Verastem Oncology, a biopharmaceutical company committed to advancing new medicines for patients with RAS/MAPK pathway-driven cancers, secured a new credit facility for up to $150 million along with an equity investment of $7.5 million with Oberland Capital Management. In addition, the company entered a strategic collaboration with IQVIA to leverage IQVIA’s infrastructure and established commercialization solutions to complement its launch strategy for the investigational combination of avutometinib plus defactinib for the treatment of recurrent KRAS mutant low-grade serous ovarian cancer (LGSOC) planned for mid-2025.
“The Oberland Capital transaction, coupled with our strategic partnership with IQVIA, enables us to launch avutometinib plus defactinib for recurrent LGSOC from a position of financial strength and with commercialization solutions to accelerate our launch,” Dan Paterson, president and CEO of Verastem Oncology, said. “The additional capital will help us create a commercial revenue stream to support our pipeline with new approaches for patients needing treatments for complex and rare cancers.”
Under the terms of the note purchase agreement with Oberland Capital, Verastem will issue an initial $75 million of notes at closing. The company then has the ability to access up to an additional $75 million in notes upon achievement of certain pre-determined milestones related to the potential regulatory approval and commercialization of avutometinib plus defactinib for the treatment of LGSOC. The notes carry an interest-only period of six years and will bear interest at a floating rate, which is subject to both a floor and a cap.
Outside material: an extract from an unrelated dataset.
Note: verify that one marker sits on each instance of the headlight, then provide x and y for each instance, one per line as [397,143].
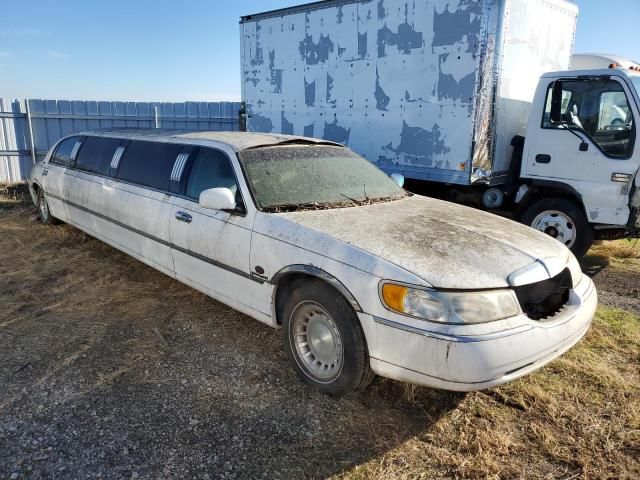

The note purchase agreement also provides for revenue participation pursuant to which Oberland Capital will initially be entitled to 1.0% of the first $100 million of net sales in each calendar year of certain of the company’s products, subject to pro-rata increase upon potential future draw downs.
In addition, the company has entered into a stock purchase agreement with affiliates of Oberland Capital for the private placement of 1,416,939 shares of the company’s common stock issued at closing, representing $7.5 million of gross proceeds based on the trailing 30-trading days volume-weighted average price or VWAP of $5.2931 per share. Additionally, Oberland has the option to participate in certain future equity offerings that may be consummated by the company within the three years from closing, for up to $2.5 million at the same price per share in such offering. A portion of the proceeds from the notes and equity investment will be used to fully repay amounts owed under the company’s existing loan with Oxford Finance ($42.7 million), which has been terminated.
The company had a preliminary unaudited cash, cash equivalents and short-term investment balance of $88.8 million as of Dec. 31, 2024. Taking into account the initial $75 million of notes and $7.5 million of equity to be purchased by Oberland Capital at closing, and the repayment of amounts owed under the company’s existing loan with Oxford Finance, the company would have had pro-forma cash, cash equivalents and short-term investment balance of $128.6 million as of Dec. 31, 2024. Both the actual and pro forma Dec. 31, 2024 balances stated herein are preliminary, unaudited estimates and subject to revision upon completion of the company’s closing and audit processes and do not present all information necessary for an understanding of the company’s financial condition as of, and its results of operations for the fiscal year ended Dec. 31, 2024.